# Deer stand window's



## texastwo (Jul 29, 2004)

Hey all,


I am looking for the aluminum slider track for plexiglass for the windows in the blind i'm in the process of building, any ideas where to get it, I've seen it on the upper end stands i've looked at but i can't find it at a store or online ????



texastwo


----------



## Freshwaterman (May 21, 2004)

try a steel supply outfit. triple s on the southeast side may have it.


----------



## Clint Leopold (Mar 7, 2006)

Where are you located? I bought some before at Lake Lumber in Eagle Lake.


----------



## Outcast (May 20, 2004)

http://deerblindwindows.com/index.htm
I found these. Very nice but a little pricey.


----------



## Coach_Stew (Dec 29, 2004)

Premier feeders in Stafford have some. They only have single, not the double. They do have a web site too..


----------



## TX CHICKEN (Jun 4, 2004)

Try these guys--they sell replacement aluminum rails for their blinds--i think they are 48" sections--can't recall the price.
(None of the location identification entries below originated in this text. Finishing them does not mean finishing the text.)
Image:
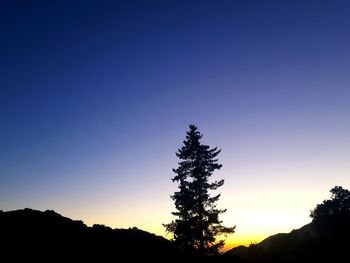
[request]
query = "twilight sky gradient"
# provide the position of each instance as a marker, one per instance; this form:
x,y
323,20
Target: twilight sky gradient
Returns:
x,y
96,98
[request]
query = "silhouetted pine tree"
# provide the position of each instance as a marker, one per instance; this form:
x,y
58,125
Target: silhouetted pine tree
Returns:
x,y
197,224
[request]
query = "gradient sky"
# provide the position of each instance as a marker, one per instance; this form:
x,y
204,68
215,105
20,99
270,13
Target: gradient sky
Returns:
x,y
95,99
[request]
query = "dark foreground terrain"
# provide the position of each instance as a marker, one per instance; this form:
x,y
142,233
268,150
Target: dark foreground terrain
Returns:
x,y
49,237
324,240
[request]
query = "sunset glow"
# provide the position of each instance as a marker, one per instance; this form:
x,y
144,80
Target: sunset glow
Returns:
x,y
95,103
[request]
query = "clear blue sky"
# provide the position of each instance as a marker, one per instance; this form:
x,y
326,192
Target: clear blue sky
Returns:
x,y
96,96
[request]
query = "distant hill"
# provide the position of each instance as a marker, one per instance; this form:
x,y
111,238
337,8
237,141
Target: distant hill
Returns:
x,y
33,234
325,239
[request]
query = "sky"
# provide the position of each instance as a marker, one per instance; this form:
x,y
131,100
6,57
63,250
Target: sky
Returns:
x,y
96,98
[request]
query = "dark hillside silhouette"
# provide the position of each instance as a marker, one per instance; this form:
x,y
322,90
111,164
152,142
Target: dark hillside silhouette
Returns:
x,y
33,234
327,237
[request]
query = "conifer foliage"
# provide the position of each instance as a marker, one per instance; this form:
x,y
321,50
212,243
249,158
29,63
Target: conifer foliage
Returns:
x,y
197,226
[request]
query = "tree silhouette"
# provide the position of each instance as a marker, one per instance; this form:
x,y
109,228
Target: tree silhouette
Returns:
x,y
339,203
197,224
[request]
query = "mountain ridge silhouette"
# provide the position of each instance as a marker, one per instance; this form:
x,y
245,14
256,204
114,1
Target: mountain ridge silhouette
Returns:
x,y
28,233
320,240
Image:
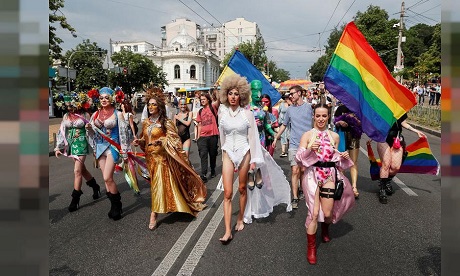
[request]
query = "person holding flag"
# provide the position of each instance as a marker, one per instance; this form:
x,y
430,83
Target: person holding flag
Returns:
x,y
360,80
392,154
71,141
108,133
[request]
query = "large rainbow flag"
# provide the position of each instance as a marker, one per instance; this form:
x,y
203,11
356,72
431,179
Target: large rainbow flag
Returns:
x,y
240,65
419,160
360,80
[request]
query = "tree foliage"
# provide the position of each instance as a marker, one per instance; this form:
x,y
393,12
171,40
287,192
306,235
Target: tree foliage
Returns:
x,y
87,59
133,71
56,17
421,50
255,53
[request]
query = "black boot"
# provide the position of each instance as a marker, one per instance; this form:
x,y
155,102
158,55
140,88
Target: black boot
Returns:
x,y
115,206
96,188
75,203
382,193
388,186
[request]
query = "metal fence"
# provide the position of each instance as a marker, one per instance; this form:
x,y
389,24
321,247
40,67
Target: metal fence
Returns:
x,y
429,116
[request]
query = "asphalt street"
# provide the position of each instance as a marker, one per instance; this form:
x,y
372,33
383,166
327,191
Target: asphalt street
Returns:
x,y
402,237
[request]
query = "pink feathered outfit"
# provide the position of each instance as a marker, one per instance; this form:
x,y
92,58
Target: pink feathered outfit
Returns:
x,y
306,158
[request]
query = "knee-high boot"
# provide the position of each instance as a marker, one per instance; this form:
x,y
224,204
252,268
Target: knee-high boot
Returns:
x,y
382,192
388,186
96,188
311,248
325,232
115,206
75,203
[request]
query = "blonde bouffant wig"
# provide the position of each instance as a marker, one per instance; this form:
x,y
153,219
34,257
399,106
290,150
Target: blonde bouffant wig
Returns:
x,y
239,83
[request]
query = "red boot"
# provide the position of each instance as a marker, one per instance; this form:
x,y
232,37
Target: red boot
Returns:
x,y
325,232
311,248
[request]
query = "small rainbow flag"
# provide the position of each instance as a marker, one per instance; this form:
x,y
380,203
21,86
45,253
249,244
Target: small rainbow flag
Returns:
x,y
419,160
360,80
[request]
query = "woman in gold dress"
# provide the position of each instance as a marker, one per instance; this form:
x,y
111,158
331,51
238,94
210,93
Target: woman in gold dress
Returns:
x,y
175,186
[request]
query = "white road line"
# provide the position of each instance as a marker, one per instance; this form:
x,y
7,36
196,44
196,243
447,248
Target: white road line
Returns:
x,y
182,241
197,252
395,179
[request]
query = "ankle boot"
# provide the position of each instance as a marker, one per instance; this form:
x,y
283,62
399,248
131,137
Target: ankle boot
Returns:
x,y
96,188
311,248
115,206
325,232
75,203
383,193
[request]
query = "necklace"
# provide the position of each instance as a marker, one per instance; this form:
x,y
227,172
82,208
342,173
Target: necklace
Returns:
x,y
105,114
234,113
154,119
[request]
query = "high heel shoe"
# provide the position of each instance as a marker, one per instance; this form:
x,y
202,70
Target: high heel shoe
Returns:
x,y
259,183
96,188
355,192
152,225
226,241
75,203
251,179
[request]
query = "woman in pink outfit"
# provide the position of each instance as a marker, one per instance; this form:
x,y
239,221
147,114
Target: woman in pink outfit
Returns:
x,y
317,153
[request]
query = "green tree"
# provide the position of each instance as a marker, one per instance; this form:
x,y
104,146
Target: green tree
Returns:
x,y
133,71
56,17
378,30
318,69
87,59
418,40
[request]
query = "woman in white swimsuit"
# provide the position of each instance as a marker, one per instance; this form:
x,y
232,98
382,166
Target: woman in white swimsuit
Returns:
x,y
241,149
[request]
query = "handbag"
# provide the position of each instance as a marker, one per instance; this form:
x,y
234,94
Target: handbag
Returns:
x,y
342,144
338,187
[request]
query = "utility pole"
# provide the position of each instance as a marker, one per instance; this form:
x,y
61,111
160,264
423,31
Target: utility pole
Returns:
x,y
399,63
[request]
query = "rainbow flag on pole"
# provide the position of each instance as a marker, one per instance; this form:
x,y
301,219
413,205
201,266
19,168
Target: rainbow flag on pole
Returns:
x,y
360,80
240,65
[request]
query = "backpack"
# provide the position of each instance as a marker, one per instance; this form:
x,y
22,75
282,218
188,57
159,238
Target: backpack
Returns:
x,y
213,113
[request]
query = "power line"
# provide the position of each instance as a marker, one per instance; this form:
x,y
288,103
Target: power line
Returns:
x,y
289,38
421,15
292,50
336,26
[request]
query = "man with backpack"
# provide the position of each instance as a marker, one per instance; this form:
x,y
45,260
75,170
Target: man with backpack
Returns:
x,y
208,134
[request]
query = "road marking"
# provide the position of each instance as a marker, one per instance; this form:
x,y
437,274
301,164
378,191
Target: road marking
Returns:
x,y
182,241
395,179
197,252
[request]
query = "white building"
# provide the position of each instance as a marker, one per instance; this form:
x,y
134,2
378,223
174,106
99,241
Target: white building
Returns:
x,y
185,60
222,39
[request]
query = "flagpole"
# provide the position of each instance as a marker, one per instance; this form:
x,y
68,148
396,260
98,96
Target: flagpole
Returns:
x,y
399,62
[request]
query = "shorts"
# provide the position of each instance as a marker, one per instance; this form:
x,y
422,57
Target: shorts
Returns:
x,y
350,142
291,155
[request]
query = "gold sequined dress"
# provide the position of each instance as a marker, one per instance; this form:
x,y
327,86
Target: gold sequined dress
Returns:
x,y
175,186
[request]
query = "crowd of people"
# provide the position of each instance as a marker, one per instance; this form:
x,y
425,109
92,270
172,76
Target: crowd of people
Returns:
x,y
244,121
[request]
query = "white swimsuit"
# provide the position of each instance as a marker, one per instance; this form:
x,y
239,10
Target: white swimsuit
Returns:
x,y
235,130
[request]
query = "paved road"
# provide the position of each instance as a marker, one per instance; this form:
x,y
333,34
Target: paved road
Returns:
x,y
400,238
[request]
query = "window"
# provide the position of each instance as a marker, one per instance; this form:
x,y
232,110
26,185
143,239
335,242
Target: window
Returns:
x,y
193,72
176,71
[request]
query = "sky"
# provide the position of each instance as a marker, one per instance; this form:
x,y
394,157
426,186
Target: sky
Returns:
x,y
294,30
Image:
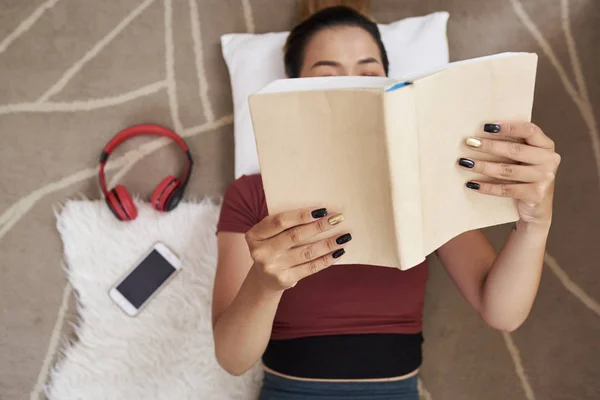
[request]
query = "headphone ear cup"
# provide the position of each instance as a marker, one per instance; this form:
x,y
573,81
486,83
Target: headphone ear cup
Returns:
x,y
126,203
163,192
115,207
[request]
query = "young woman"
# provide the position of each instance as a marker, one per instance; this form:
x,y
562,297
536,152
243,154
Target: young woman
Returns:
x,y
328,331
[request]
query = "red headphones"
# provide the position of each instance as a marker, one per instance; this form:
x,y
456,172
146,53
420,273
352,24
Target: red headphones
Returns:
x,y
169,191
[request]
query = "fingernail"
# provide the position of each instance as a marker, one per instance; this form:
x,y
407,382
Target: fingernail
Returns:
x,y
344,239
472,142
336,219
338,253
491,128
465,162
320,213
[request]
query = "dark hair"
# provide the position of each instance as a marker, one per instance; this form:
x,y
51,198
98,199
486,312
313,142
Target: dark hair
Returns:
x,y
326,18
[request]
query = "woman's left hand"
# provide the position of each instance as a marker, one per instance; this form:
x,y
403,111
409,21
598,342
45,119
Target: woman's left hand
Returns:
x,y
530,179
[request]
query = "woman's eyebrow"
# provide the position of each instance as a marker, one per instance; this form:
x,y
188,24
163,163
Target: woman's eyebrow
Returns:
x,y
326,63
368,60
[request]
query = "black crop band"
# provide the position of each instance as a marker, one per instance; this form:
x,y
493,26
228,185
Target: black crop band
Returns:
x,y
364,356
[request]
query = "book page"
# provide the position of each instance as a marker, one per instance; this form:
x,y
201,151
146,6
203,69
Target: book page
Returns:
x,y
455,104
328,83
328,149
403,146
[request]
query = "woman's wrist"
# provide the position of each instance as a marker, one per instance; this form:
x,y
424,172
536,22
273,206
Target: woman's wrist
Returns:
x,y
259,289
536,228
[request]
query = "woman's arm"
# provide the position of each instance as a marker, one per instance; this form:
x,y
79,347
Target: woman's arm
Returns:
x,y
502,287
243,312
254,269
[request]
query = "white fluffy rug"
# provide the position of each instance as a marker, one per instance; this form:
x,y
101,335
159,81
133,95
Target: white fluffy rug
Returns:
x,y
167,351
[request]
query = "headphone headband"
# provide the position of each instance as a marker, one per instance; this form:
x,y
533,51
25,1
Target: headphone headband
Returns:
x,y
142,130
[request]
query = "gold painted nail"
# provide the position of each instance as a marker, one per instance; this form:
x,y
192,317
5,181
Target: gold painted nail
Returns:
x,y
472,142
335,219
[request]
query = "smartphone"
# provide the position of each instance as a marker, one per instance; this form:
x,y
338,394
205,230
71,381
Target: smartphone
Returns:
x,y
143,281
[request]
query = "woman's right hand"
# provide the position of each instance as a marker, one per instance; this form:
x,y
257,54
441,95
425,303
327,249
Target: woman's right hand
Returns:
x,y
280,257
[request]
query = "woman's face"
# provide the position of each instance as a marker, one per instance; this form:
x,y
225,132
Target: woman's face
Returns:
x,y
342,51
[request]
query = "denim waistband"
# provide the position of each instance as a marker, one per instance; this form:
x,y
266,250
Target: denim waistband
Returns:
x,y
276,387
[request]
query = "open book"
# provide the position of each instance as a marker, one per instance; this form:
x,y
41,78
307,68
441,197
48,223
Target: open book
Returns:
x,y
384,152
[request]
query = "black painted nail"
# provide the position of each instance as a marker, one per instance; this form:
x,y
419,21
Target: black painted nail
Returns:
x,y
491,128
338,253
344,239
320,213
465,162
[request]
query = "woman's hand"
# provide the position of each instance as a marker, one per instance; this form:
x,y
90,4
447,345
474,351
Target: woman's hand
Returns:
x,y
530,179
280,257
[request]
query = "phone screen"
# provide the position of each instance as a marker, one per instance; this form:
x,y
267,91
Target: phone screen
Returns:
x,y
145,279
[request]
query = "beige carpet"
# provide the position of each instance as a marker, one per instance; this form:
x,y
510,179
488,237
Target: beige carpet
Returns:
x,y
72,73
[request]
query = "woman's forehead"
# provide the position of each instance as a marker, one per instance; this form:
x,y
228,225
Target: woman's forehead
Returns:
x,y
342,43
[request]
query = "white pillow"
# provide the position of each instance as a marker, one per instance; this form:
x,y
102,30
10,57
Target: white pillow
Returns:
x,y
255,60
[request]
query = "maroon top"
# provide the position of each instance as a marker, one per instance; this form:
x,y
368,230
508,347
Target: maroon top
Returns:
x,y
342,299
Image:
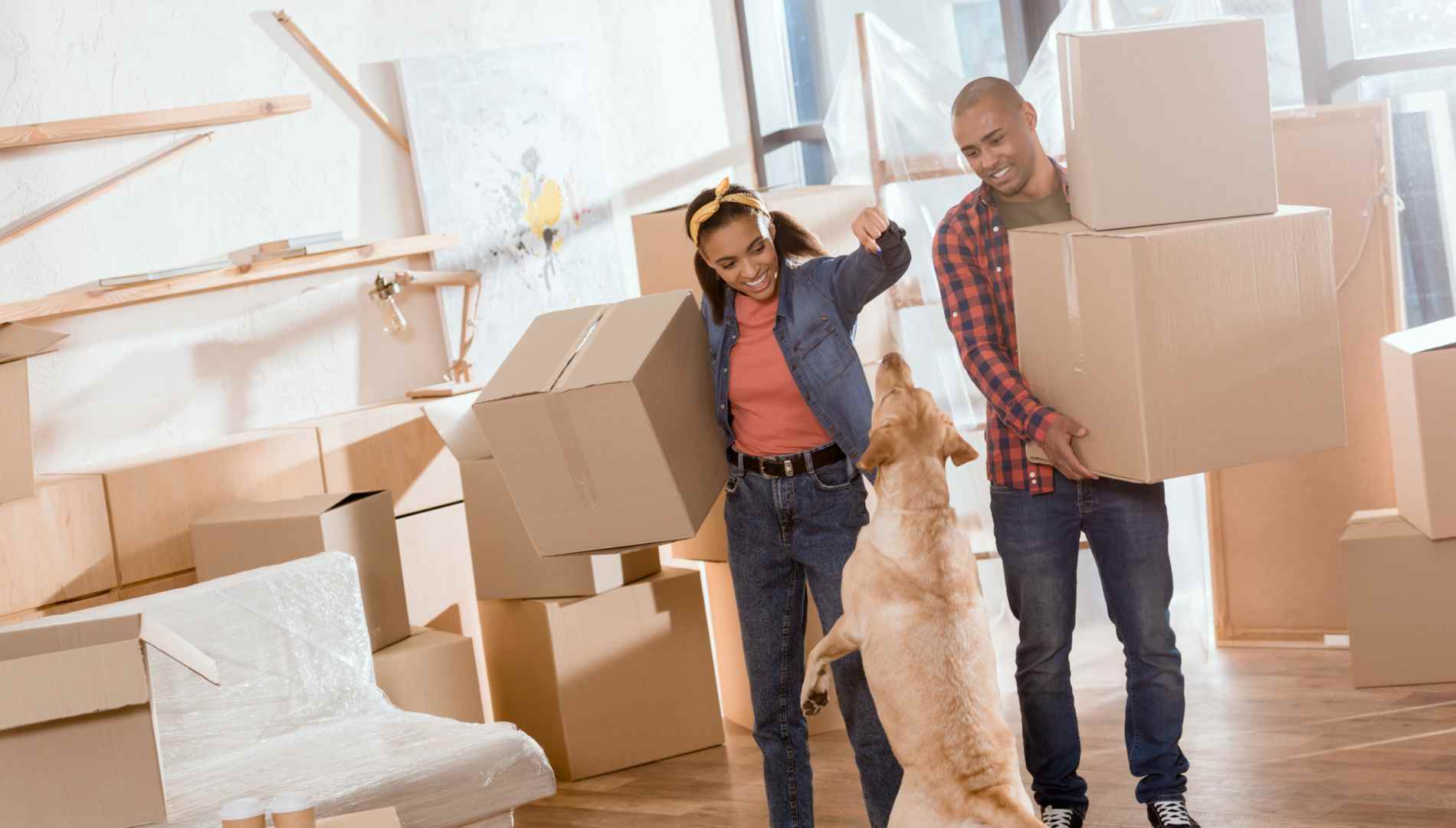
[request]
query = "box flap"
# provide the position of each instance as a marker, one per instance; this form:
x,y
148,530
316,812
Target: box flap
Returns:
x,y
459,429
19,341
624,339
179,649
69,682
543,352
1431,337
247,511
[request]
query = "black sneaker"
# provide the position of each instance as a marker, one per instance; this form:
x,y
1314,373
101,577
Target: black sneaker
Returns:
x,y
1062,816
1169,813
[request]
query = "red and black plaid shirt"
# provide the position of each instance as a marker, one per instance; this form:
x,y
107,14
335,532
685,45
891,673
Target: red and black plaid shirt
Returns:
x,y
973,266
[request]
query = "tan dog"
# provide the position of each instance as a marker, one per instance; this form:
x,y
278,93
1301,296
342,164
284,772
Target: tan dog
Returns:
x,y
913,608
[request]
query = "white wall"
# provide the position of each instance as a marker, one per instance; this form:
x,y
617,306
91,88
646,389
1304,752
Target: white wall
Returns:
x,y
667,82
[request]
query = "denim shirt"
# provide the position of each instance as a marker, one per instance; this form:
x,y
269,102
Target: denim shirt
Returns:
x,y
818,305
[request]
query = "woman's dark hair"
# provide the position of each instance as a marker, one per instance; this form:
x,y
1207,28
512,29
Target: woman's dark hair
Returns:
x,y
791,239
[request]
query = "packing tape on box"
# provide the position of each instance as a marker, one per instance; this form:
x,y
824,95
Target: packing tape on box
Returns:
x,y
1069,268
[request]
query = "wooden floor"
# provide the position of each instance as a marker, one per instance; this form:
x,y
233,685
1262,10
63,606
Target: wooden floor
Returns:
x,y
1276,738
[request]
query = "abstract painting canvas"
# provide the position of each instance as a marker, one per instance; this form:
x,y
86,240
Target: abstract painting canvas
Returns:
x,y
507,152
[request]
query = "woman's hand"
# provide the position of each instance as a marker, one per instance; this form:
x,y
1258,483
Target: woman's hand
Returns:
x,y
868,226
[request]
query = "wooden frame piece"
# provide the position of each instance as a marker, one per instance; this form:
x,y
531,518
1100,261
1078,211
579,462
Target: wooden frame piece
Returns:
x,y
84,301
149,121
338,77
28,223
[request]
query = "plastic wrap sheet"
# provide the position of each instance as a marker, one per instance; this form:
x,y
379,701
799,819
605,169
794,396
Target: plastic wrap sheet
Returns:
x,y
299,709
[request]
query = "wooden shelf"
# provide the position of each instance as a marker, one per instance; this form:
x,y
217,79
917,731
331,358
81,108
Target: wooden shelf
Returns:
x,y
149,121
89,299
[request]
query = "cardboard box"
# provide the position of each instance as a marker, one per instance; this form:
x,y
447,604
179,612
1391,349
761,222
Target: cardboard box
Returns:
x,y
431,672
1420,393
63,732
664,254
156,585
602,422
153,499
18,344
379,818
611,681
1189,347
1166,123
733,672
435,556
503,557
1398,596
248,535
388,446
110,596
56,546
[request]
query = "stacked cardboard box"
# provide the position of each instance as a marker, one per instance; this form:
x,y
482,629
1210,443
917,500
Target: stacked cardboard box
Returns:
x,y
1398,564
1184,318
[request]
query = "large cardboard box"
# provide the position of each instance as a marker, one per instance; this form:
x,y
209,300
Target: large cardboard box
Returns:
x,y
431,672
611,681
388,446
1398,583
664,254
503,556
1189,347
18,344
153,499
733,672
1166,123
1420,393
248,535
56,546
602,422
79,751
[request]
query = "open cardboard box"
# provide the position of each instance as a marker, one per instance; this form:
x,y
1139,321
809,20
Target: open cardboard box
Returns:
x,y
77,731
http://www.blynd.com/?page=default


----------



## Freshwaterman (May 21, 2004)

Try and find Lexan for the windows.


----------



## Ag96 (Feb 17, 2006)

*J-Channel*

Another option is to use some J-channel in either metal or plastic. Home depot has it for around $1 for 10 feet for plastic or around $3 for 10 feet in metal.


----------



## Barrett (Jun 6, 2005)

Lowes or Home Depot


----------



## asolde (May 22, 2004)

Try http://www.tsarinc.com/ ( Texas stairs and Rails ) if your in houston he is off of Hwy 59. They build blinds and have the window aluminum tracks your looking for. Give them your measurements and they will cut them for you.


----------



## CHARLIE (Jun 2, 2004)

I have seen the plastic sliding windows (guides) crumble under the UV pounding they get.
These were the commercially made ones.

Charlie


----------



## 11andy11 (Aug 12, 2004)

glass stores sell them. I have bought them for cabinets I have built.


----------



## texastwo (Jul 29, 2004)

Thx for all the reply's.... I have seen the type I wan't on a few stands but still haven't found them yet..


----------



## Main Frame 8 (Mar 16, 2007)

I use the metal spines used for screen doors / windows for the plexiglass to slide on. Very cheap and effective. Home Depot or Lowes in the solar screen area.


----------



## sferg (May 26, 2004)

I was at Premier Feeders in Stafford, Tx today, They have single and double aluminum tracks as well as small hindged windows.


----------



## asolde (May 22, 2004)

I have also seen 2x4's that are cut with a grove/notch down the length of the 2" side in the center to allow for the plexiglass windows to slide together or apart. I would guess the grove around 1/4" wide and 3/8" deep. The draw back from sliding windows is your opening may be limited. Why not hinge them up?


----------



## Viking48 (Jan 24, 2006)

Not sure if you are looking for single or double track to slide horizontally but I bought some aluminum channel from Home depot and set mine up to slide vertically. I bought some gear straps with buckles from Academy, cut the buckle off and screwed it to the inside of the stand below the window then bolted the rest to the inside bottom of the Plexiglas so that it would come inside the lower edge of the window and through the buckle. When I want to open the window I just loosen the buckle and lower the window - to close, I just pull the strap raising the window and close the buckle. It's quiet, weatherproof and gives a full opening in the window when open.


----------



## monark (May 12, 2005)

FIL found some nice aluminum channel in the picture farme department. Hobby Lobby I think.


----------



## OZGRAMS (Feb 28, 2005)

www.mdteam.com/products.php?category=915 I found these last year... never bought 'em... The problem I had with the ones from Home depot the top and bottom rails were same height and you had to install them with the glass and could not remove unless you removed one of the rails.


----------



## Pnut (Apr 25, 2006)

My nephew and my oldest son are just finishing two new stands. They used 1/4" plexiglass and aluminum H-channel for the slider tracks. The H-channel can be purchased at Home Depot, McCoys, Lowes. It works great and is inexpensive.


----------



## trout250 (Aug 24, 2005)

earlier post ssaid something about having problem getting lexan / plexiglass for the windows, there is a plastic supply( regal plastics) on wirt rd just before you get to long poing on right hand side. don't have phone .


----------